The term big data has become so common, it defies clear definition. A prevailing theme in any context is that big data is difficult data: difficult to store in traditional databases, difficult to process on standard servers, and difficult to analyze with typical applications. Even "smaller" data can exhibit a complexity that requires a new approach. As you explore more sources and types of data, you'll also need to identify tools and techniques for managing it efficiently and extracting real value.
This guide illustrates two uses of Amazon Web Services to process big data. Getting Started: Sentiment Analysis shows you how to use Hadoop to evaluate Twitter data.Getting Started: Web Server Log Analysis shows you how to query Apache web server logs with Hive.
Key AWS Services for Big Data
With Amazon Web Services, you pay only for the resources you use. Instead of maintaining a cluster of physical servers and storage devices that are standing by for possible use, you can create resources when you need them. AWS also supports popular tools like Hadoop, and makes it easy to provision, configure, and monitor clusters for running those tools.
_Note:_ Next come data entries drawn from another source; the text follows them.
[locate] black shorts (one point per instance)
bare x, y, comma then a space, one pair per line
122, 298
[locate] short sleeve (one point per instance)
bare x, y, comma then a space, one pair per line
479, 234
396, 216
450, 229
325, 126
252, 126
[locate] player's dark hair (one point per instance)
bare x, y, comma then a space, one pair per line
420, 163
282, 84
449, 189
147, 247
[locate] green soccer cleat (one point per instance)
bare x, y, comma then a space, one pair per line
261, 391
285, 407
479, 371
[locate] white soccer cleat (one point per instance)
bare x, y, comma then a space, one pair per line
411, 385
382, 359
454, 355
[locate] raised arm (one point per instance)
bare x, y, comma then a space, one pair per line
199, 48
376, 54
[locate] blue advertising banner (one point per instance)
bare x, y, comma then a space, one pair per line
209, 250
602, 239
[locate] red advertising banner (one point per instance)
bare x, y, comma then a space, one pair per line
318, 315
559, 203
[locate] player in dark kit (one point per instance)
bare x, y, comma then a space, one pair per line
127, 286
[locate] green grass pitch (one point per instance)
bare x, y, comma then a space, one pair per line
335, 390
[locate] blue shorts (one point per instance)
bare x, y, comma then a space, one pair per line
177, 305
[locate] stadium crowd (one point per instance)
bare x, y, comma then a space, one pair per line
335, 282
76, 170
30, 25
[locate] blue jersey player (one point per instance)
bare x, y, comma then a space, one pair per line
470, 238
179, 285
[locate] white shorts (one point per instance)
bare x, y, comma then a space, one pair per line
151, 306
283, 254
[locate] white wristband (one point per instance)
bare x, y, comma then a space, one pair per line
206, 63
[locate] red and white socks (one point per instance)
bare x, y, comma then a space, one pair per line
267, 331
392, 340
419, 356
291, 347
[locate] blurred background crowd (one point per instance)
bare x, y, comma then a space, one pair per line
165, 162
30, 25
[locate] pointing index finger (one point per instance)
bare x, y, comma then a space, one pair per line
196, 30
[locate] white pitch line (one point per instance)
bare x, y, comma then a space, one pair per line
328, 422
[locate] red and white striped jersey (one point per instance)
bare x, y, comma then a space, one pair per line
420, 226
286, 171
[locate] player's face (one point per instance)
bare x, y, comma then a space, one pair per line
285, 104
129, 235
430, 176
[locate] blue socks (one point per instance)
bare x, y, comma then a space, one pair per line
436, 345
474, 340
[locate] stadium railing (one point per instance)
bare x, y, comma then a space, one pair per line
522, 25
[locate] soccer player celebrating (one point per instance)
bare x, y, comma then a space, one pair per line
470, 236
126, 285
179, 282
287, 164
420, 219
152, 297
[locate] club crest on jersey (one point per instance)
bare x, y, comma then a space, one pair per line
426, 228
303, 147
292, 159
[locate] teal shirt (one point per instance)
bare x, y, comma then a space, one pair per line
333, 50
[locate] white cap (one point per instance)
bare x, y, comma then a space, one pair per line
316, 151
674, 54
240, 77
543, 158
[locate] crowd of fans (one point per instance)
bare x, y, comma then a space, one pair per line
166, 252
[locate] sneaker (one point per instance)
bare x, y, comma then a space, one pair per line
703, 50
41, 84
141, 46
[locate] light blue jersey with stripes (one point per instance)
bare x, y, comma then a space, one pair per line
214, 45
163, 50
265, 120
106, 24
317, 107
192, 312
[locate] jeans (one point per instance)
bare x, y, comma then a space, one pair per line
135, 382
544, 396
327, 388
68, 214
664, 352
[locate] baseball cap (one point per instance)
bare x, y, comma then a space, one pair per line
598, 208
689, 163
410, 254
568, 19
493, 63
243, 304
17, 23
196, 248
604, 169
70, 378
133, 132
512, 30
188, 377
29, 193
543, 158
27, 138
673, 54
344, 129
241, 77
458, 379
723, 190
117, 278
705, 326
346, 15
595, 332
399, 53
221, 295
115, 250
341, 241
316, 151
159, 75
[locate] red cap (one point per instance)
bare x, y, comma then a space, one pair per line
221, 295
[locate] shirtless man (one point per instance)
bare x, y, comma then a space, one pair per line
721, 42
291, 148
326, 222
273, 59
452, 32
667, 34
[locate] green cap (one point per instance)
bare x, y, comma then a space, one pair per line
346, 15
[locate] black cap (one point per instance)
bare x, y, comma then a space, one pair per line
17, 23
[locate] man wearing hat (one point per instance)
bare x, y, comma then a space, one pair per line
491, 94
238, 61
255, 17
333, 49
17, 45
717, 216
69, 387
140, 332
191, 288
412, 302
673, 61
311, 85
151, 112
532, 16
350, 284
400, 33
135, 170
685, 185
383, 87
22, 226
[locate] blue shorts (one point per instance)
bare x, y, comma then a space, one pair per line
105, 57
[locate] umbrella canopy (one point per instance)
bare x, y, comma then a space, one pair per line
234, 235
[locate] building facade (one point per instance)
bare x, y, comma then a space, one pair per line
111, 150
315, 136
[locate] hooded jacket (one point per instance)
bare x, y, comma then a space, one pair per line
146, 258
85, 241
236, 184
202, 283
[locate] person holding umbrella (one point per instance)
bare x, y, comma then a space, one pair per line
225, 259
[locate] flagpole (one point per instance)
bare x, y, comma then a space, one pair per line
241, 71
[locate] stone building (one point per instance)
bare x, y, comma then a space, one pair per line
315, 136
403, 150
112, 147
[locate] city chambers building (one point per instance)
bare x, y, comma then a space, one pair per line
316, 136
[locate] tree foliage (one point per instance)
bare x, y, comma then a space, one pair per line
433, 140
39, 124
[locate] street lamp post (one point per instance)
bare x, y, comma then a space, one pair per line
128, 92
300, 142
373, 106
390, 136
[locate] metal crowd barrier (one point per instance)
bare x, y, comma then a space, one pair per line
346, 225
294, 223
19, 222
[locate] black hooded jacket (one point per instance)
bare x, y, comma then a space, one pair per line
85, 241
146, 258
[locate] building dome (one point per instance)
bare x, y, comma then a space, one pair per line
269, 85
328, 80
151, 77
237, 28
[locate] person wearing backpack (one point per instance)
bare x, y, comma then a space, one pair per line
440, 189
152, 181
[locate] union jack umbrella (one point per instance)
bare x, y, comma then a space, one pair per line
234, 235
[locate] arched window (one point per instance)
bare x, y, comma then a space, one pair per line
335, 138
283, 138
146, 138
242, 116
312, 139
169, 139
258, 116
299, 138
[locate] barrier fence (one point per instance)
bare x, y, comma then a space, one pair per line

The following table shows how Amazon Web Services can help you manage big data.
|Amazon Web Services
|Data sets can be very large. Storage can become expensive, and data corruption and loss can have far-reaching implications.
|Amazon Simple Storage Service (Amazon S3)
|Amazon S3 can store large amounts of data, and its capacity can grow to meet your needs. It is highly redundant and secure, protecting against data loss and unauthorized use. Amazon S3 also has an intentionally small feature set to keep its costs low.
|Maintaining a cluster of physical servers to process data is expensive and time-consuming.
|Amazon Elastic Compute Cloud (Amazon EC2)
|When you run an application on a virtual Amazon EC2 server, you pay for the server only while the application is running, and you can increase the number of servers — within minutes, not hours or days — to meet the processing needs of your application.
|Hadoop and other open-source big-data tools can be challenging to configure, monitor, and operate.
|Amazon EMR handles cluster configuration, monitoring, and management. Amazon EMR also integrates open-source tools with other AWS services to simplify large-scale data processing in the cloud, so you can focus on data analysis and extracting value.